More Fixed-dose Combination Drugs May Enter Ban List: Report
Moneylife Digital Team 27 August 2024
After banning 156 fixed-dose combinations (FDCs), the Indian government is likely to add more FDC drugs to the list, says a report from Economic Times (ET). This move, the report says, could hurt pharmaceutical makers more. 
 
Earlier, the government had banned 156 fixed-dose combinations—including antibiotics, antiallergics, painkillers, multivitamins and combination doses for treatment of fever and hypertension—after a review found they posed health risks in the biggest crackdown since 2016 when 344 FDCs were prohibited.
 
Quoting people in the know, the report says an expert committee has been reviewing more FDCs and has found that they lack therapeutic justification and have recommended the government to ban them.
 
According to a 2 August 2024 gazette notification from the Union ministry of health and family welfare (MoHFW), an expert committee appointed by the Union government considered FDCs as irrational. The FDCs examined by the expert committee include amylase, protease, glucoamylase, pectinase, alpha-galactosidase, lactase, beta-glucanase, cellulase, lipase, bromelain, xylanase, hemicellulase, malt diastase, invertase and papain.
 
The drugs technical advisory board (DTAB) also examined these FDCs and recommended that "there is no therapeutic justification for the ingredients contained in this FDC. The FDC may pose a risk to human beings.

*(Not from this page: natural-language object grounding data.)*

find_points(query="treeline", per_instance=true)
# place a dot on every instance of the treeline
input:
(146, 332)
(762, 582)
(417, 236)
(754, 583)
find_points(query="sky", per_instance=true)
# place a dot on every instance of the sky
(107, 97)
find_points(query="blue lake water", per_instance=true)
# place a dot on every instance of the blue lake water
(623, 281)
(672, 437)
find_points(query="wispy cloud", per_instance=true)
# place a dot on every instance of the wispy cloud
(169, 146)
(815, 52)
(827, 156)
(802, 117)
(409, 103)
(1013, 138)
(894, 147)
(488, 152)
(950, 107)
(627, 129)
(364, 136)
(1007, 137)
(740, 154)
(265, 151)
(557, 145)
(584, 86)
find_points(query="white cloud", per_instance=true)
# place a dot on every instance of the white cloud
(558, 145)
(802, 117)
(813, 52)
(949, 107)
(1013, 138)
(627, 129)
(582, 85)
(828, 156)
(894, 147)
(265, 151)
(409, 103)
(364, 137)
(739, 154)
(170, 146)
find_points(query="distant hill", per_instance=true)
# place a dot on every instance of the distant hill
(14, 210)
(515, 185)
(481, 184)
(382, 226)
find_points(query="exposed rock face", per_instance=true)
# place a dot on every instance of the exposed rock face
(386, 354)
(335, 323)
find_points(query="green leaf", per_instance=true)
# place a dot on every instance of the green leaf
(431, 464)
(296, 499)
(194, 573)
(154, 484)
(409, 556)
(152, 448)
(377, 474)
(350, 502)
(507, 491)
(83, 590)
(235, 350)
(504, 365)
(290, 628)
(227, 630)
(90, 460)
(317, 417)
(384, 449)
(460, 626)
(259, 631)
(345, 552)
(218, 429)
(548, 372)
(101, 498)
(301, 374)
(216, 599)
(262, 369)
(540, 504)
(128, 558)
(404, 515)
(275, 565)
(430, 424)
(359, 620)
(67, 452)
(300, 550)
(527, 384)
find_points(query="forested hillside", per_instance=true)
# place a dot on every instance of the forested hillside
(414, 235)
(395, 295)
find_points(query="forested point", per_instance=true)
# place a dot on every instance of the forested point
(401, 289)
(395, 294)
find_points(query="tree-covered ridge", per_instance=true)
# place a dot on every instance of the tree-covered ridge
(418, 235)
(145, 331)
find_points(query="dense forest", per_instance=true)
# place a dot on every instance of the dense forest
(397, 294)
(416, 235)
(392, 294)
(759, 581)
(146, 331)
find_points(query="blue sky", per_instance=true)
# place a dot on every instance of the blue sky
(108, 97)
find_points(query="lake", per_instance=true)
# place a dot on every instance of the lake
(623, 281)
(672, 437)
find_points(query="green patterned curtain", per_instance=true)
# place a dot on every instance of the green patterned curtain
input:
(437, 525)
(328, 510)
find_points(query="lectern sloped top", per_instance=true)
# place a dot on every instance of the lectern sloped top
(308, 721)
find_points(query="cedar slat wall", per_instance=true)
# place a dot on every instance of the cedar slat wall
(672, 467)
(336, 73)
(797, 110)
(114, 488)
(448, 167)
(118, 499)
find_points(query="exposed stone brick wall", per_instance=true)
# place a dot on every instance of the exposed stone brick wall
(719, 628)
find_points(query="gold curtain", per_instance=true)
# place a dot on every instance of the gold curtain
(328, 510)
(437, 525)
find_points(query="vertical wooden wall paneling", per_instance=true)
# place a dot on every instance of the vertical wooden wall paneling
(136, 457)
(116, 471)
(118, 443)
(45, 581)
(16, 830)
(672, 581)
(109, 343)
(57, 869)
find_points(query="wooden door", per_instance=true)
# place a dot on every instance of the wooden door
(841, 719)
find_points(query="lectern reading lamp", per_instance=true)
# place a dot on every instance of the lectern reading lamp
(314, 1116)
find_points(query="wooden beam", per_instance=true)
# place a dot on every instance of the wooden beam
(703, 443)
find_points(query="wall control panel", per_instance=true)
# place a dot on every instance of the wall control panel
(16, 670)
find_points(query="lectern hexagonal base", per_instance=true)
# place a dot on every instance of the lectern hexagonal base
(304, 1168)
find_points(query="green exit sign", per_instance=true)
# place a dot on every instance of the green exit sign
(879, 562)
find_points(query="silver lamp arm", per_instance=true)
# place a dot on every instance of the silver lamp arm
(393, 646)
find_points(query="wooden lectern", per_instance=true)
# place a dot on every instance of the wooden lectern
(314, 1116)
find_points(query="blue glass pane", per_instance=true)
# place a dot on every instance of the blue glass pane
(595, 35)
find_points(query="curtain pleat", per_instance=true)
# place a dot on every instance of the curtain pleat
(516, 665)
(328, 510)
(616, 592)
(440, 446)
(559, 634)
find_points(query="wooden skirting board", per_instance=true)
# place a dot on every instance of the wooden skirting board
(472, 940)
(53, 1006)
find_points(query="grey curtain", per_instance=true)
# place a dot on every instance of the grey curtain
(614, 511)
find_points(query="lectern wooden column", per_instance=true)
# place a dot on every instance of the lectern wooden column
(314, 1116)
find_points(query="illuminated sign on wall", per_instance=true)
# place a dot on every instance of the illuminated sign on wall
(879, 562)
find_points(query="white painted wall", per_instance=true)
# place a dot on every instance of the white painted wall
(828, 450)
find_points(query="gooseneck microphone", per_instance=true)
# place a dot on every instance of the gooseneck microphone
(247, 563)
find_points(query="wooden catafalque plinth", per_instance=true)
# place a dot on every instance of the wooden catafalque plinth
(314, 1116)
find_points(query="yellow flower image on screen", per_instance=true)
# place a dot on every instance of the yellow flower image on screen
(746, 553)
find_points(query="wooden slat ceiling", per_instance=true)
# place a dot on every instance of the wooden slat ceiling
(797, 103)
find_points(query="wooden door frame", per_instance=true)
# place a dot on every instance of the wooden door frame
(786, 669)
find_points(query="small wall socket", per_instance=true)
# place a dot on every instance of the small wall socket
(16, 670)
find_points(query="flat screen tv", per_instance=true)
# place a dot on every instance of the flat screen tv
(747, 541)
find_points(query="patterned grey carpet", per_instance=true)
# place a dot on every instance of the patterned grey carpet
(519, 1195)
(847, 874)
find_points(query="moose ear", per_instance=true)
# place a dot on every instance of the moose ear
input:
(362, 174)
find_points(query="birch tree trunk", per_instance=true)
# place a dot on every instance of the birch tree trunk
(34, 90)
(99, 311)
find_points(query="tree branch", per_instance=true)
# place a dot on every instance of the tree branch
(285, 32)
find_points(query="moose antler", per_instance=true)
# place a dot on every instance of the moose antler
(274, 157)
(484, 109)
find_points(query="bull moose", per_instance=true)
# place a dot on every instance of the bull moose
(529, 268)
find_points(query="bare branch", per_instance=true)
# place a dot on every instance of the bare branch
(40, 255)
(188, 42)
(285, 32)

Hence in the larger public interest, it is necessary to prohibit the manufacture, sale or distribution of this FDC under section 26 A of Drugs and Cosmetics Act 1940." 
 
According to the Central Drugs Standard Control Organisation (CDSCO), FDC refers to products containing one or more active ingredients used for a particular indication. 
 
Some of the popular FDCs banned by the government include: a combination of mefenamic acid and paracetamol injection used for pain relief, fever and swelling, and omeprazole magnesium and dicyclomine HCl used for the treatment of abdominal pain, ET says.
 
Earlier in September 2018, MoHFW prohibited the manufacture for sale or distribution for human use of 328 FDCs. 
 
In March 2016, the Union government prohibited the manufacture, sale, and distribution of 349 FDCs, but this was contested by the affected manufacturers in high courts (HCs) and the Supreme Court. 
 
Complying with the December 2017 Supreme Court judgment, the DTAB examined the matter. In its report to the MoFWA, the DTAB recommended the prohibition of the FDCs, saying there was no therapeutic justification for the ingredients contained in them and that these FDCs may pose risks to human beings.